Writing as a human, and the AI pledge

You’ll notice there are no emdashes or excessive use of emojis here. That’s because it’s written by a human at about 20 tokens per MINUTE rather than an AI at hundreds of tokens per second.

I think it’s great there are movements like Verified Human and Not By AI to “pledge” and visually indicate that content has been written by a human instead of AI.

100% Written by Human

However, there’s more we need to do. It should be more than the (raises right hand) “honor system”. We should have these be verifiable in an automated and cryptographically sound way. There’s nothing stopping bad actors or AI from including these badges in their own work, so it doesn’t truly help identify authentic human creative work. Without this, we will lose the ability to discern what is true and authentic.

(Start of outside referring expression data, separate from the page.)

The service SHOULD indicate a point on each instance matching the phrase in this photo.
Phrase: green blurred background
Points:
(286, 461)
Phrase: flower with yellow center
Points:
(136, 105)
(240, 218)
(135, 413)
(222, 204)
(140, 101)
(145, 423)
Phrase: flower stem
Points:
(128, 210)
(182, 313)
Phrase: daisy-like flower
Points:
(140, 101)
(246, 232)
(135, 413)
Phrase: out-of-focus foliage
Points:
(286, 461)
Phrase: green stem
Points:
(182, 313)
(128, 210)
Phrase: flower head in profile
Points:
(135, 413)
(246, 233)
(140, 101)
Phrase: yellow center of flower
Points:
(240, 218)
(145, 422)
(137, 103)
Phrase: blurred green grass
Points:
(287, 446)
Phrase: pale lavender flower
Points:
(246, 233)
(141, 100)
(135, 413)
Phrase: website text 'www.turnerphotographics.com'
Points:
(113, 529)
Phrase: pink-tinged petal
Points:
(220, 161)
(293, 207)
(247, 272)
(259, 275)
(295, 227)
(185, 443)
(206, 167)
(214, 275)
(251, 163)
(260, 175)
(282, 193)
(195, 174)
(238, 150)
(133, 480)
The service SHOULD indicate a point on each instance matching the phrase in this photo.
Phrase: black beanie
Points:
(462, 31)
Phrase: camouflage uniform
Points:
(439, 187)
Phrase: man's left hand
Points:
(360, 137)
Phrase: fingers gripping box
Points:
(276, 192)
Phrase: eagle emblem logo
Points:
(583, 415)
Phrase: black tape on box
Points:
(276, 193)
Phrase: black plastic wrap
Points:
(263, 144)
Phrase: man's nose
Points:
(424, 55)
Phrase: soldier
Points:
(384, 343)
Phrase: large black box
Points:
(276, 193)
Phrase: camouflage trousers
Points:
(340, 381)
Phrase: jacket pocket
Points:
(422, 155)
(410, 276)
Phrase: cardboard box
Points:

The idea of AI Watermarking is promising, but there are practical limitations. There is a challenge to get the growing number of AI model providers to comply. And that compliance needs to have repurcussions to hold them accountable. And that would need to be bound by international law so its not confined to individual nation states. Even if we solved the compliance challenge with human institutions across the world, it’s trivial for a bad actor to work around it and use an open source AI model to remove watermarks.

This sounds like a wicked problem without a clear solution, or even a framework for how to solve it. But I think it’s important we come up with a framework for how to solve it. Socio-technical problems at the intersection of humans and technology are the hardest ones to solve.

Even if we can’t cover 100% of all content with a watermark that certifies whether human or AI generated, making progress on having some critically important spaces in which the content in that platform can carry those guarantees would be a meaningful step forward.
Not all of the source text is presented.